White Supremacy isn’t an opinion.

So you bring your lazy, racist junk at me and I can smack that down. It isn’t just your opinion. It isn’t equal to a reasoned analysis. It’s piss poor. Get that garbage out of here.

These things aren’t created equal. The scourge of our time isn’t our postmodern condition, it’s our wimpy excuse for allowing false equivalence to rule the day.

You don’t get to have an equal opinion which pretends climate change isn’t a thing. Of course you can have that as an opinion. And you can argue that we shouldn’t deal with it. But it isn’t equal. It’s proved. The debate is over. Your opinion is virtually worthless in a debate.

It’s even worse when it comes to dealing with racism and white supremacy.

White Supremacy is illegitimate.

White supremacy isn’t a reasonable opinion. Or a just one. When we say every opinion should have its say, we actually do mean “except for this.” We have to draw the line at hate and the justification for genocide.

Damon Young rips into the eruption of white supremacist support for Donald Trump and why he is voting for Hillary Clinton:

I’m voting for her because I do not want to live in an America where the type of people who’d fervently, dogmatically, and unconditionally support Trump — who exist so motivated by and permeated with hate and fear and loathing that they’d stand in formation behind Darth Cheeto — have a reason to be optimistic about their beliefs. I do not want these people to feel good or inspired. I do not want them to receive some type of collective psychic victory. I do not want them to experience any measure of positive reinforcement. No encouragement. No stir. No rousing. No influx of energy. No invigoration. No revitalization. No nothing besides confusion, shame, and, if the confusion and the shame isn’t enough to convince them to at least consider not hating me and people who look like me and people who don’t look like them, death.

The line he draws is a really hard-line. And while I might not share his response to those who cross that line, I understand why he writes it. Why he feels it.

Because letting that opinion be equal actually leads to his death.

These are unequal opinions. And one of them is dangerous.

Some of you might say, well, you’re just doing the same thing!
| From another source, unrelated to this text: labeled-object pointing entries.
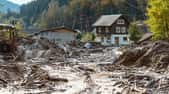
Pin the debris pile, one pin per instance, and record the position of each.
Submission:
(155, 54)
(46, 68)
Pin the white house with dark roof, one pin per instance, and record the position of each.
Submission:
(112, 30)
(58, 34)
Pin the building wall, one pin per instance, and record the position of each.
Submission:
(121, 39)
(59, 36)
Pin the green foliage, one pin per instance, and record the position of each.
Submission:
(134, 34)
(158, 20)
(79, 14)
(87, 37)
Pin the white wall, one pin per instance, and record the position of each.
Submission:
(59, 36)
(121, 40)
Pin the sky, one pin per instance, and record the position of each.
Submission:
(20, 2)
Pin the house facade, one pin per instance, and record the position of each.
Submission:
(60, 34)
(112, 30)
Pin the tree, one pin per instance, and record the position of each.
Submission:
(134, 34)
(158, 20)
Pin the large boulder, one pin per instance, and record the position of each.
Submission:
(156, 54)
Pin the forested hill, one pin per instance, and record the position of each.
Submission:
(78, 14)
(6, 6)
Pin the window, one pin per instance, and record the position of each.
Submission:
(118, 30)
(125, 38)
(107, 30)
(123, 30)
(103, 29)
(120, 21)
(99, 29)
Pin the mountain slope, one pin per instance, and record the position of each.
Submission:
(7, 5)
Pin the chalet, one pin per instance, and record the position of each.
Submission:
(7, 38)
(112, 30)
(59, 34)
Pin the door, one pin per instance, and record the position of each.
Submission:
(116, 41)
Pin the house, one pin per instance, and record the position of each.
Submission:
(142, 27)
(59, 34)
(112, 30)
(145, 38)
(7, 38)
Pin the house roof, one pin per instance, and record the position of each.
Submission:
(107, 20)
(7, 25)
(145, 37)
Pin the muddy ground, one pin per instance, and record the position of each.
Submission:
(44, 69)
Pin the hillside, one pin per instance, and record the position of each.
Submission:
(7, 5)
(79, 14)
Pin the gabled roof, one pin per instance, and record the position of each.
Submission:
(107, 20)
(7, 25)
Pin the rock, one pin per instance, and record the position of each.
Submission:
(149, 55)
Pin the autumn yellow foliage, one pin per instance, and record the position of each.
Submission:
(158, 19)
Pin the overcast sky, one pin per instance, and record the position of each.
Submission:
(20, 2)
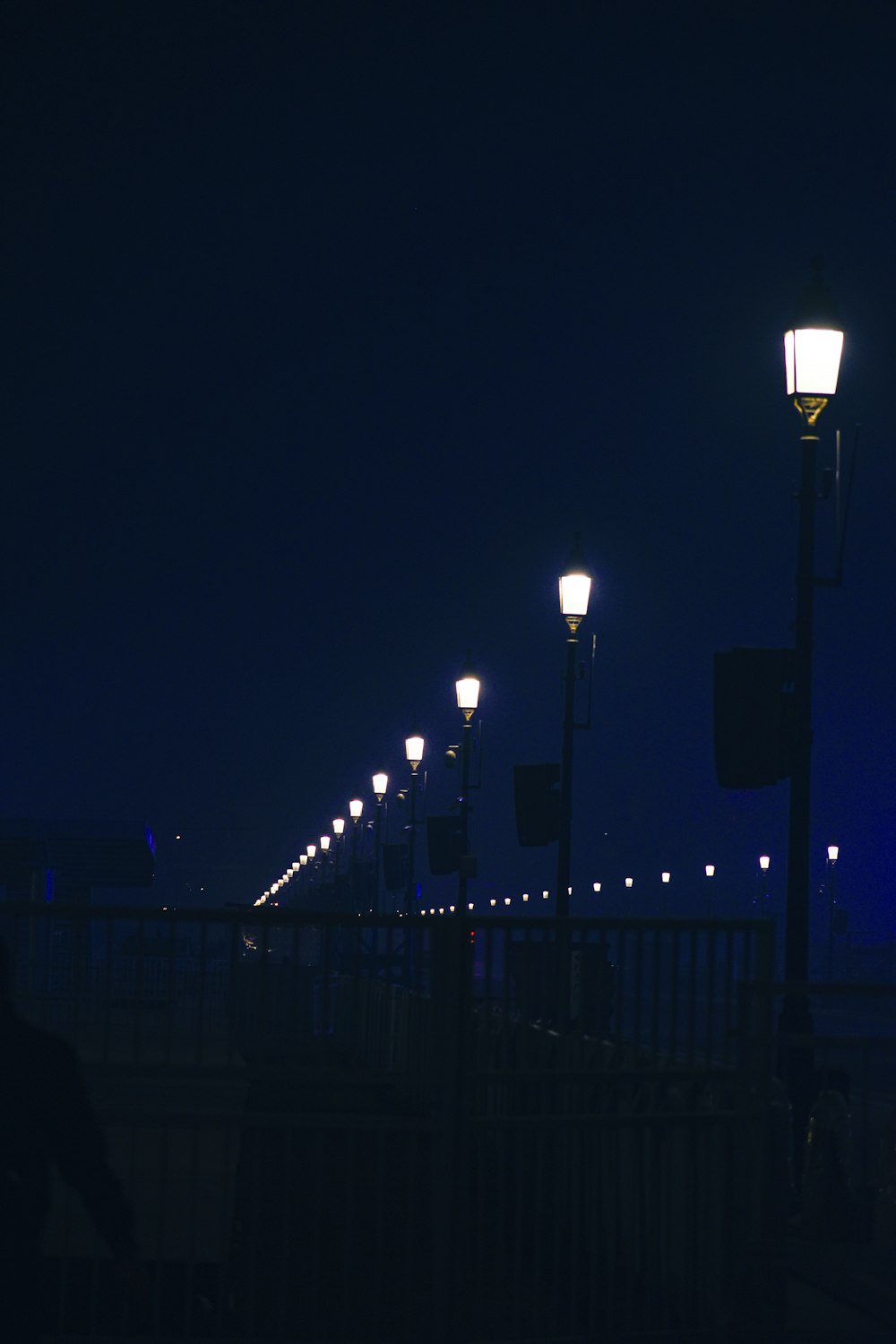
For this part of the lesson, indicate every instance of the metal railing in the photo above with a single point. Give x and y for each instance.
(468, 1131)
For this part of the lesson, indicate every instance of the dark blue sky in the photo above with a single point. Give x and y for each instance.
(325, 325)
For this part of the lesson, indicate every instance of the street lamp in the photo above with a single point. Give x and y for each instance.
(575, 589)
(833, 855)
(381, 785)
(813, 349)
(468, 699)
(355, 809)
(414, 754)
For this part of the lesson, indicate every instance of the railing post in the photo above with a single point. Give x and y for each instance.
(450, 1116)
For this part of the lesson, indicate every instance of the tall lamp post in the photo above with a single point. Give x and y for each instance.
(468, 699)
(414, 754)
(833, 855)
(575, 588)
(812, 365)
(381, 785)
(355, 809)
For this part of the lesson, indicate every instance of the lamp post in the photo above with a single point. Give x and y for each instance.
(762, 894)
(381, 785)
(833, 855)
(414, 754)
(575, 588)
(468, 699)
(812, 365)
(355, 809)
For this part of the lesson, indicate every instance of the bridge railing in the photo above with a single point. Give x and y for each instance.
(474, 1129)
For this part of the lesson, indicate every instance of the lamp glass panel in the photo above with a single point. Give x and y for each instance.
(812, 360)
(414, 749)
(468, 693)
(573, 594)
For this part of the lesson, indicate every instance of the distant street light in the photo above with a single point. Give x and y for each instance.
(468, 699)
(355, 811)
(381, 785)
(414, 746)
(575, 589)
(833, 855)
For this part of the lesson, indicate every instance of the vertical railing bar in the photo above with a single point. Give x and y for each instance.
(711, 991)
(692, 992)
(638, 988)
(105, 1034)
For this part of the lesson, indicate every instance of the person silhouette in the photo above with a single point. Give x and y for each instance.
(47, 1118)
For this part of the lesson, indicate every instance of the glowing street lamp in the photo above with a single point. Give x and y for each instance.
(381, 785)
(813, 349)
(575, 590)
(833, 855)
(468, 699)
(414, 746)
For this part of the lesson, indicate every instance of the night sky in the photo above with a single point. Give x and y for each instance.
(325, 328)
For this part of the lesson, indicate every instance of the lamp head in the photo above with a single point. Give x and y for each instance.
(813, 349)
(468, 690)
(575, 588)
(414, 750)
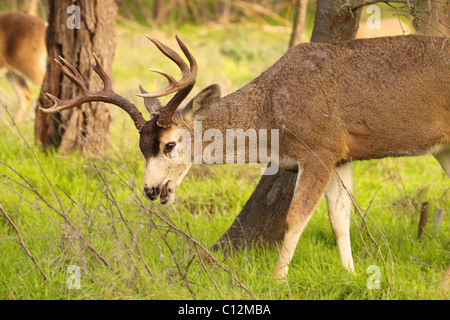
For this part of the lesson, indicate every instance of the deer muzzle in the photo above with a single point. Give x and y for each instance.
(164, 192)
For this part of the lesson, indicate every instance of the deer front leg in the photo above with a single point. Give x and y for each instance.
(312, 179)
(23, 93)
(339, 207)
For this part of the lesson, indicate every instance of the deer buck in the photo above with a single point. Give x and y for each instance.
(22, 54)
(332, 104)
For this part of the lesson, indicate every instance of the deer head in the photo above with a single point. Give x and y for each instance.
(159, 141)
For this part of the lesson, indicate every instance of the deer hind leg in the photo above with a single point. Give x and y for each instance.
(443, 156)
(23, 93)
(339, 208)
(312, 180)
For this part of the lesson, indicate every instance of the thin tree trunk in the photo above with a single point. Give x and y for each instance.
(85, 129)
(263, 218)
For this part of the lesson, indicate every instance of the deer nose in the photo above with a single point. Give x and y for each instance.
(152, 193)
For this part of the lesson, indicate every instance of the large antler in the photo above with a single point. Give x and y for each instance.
(182, 87)
(107, 94)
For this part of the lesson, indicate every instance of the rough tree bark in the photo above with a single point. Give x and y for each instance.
(299, 22)
(434, 18)
(85, 129)
(262, 220)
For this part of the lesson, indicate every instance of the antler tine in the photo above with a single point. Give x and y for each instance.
(189, 73)
(182, 87)
(107, 94)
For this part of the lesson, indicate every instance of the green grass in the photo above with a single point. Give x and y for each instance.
(80, 203)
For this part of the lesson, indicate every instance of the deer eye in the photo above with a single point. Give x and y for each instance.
(169, 147)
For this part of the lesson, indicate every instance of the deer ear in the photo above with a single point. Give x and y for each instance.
(153, 105)
(203, 104)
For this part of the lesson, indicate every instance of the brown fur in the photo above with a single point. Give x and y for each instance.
(335, 103)
(22, 45)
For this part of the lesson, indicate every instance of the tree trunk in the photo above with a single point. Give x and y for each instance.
(299, 22)
(262, 220)
(75, 36)
(433, 19)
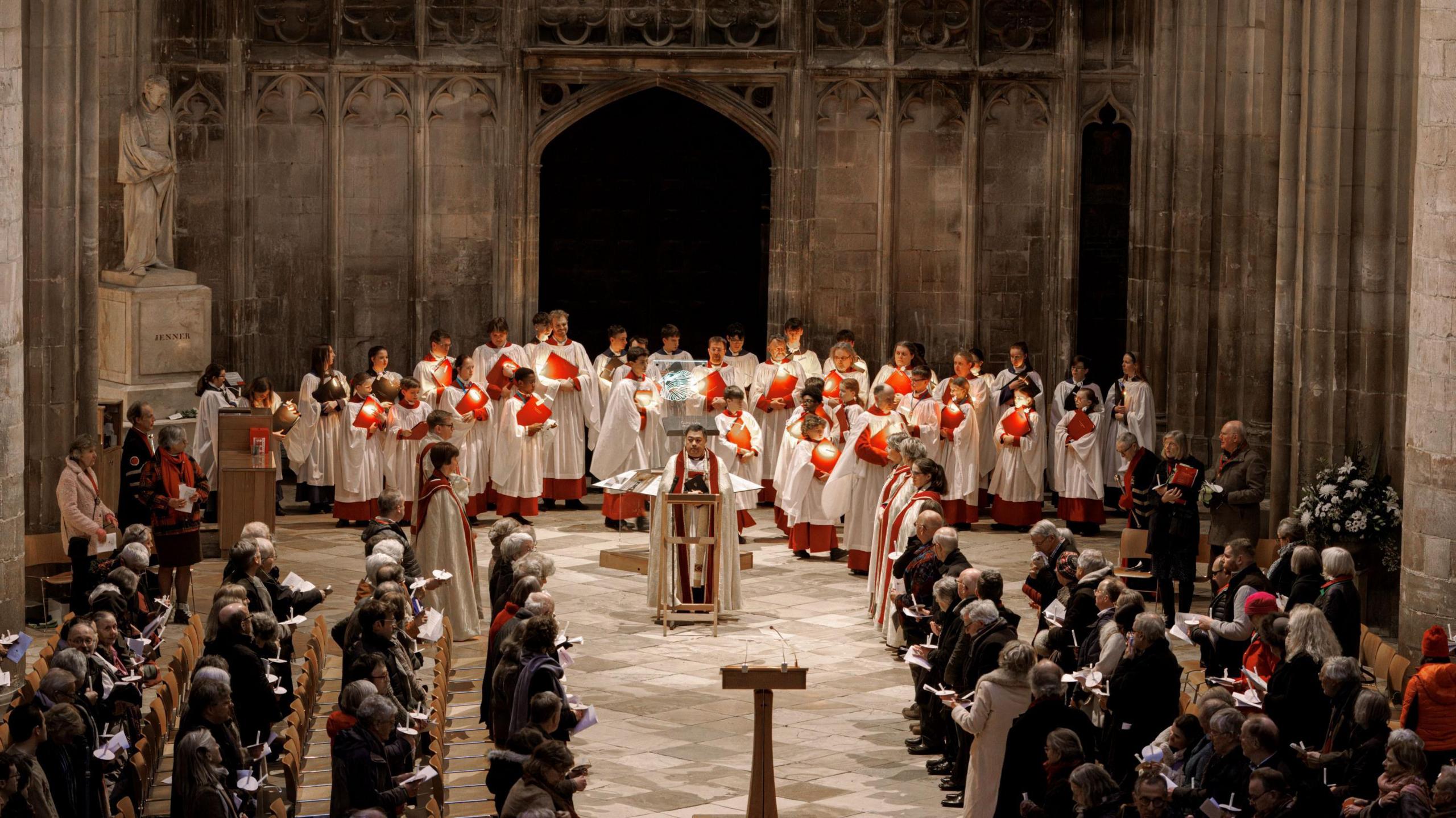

And while many might like the double standard of expecting me or Young to abstain from vitriol, the effect is to give White Supremacists a free pass. It reinforces the false equivalency and maintains fake parameters for the conversations.

Confusing tone for substance would legitimize ignorance and outright lies and raise them to the equal standard of logic, reason, and tradition.

Imagine a grease fire erupts as you cook. But instead of getting the baking soda or the fire extinguisher you call it “one way” to cook, saying “it’s not my responsibility” to deal with it. And anyone who comes to put it out, you call them “the real racists” doing “the same thing.”

And as the fire burns, raging across the stove, to the counters, out the kitchen and through the halls, we watch. Saying…

Let’s hang out in the living room and wonder thoughtfully how to solve our fire problem. 

Without putting it out.

Without choosing to create love rather than hate. To work toward equality rather than supremacy. And making God’s kin-dom of this place.

These choices aren’t equal. And any attempt to make it into a reasonable and legitimate choice between two equal participants is unreasonable and false.

Choose love. And put an end to hate.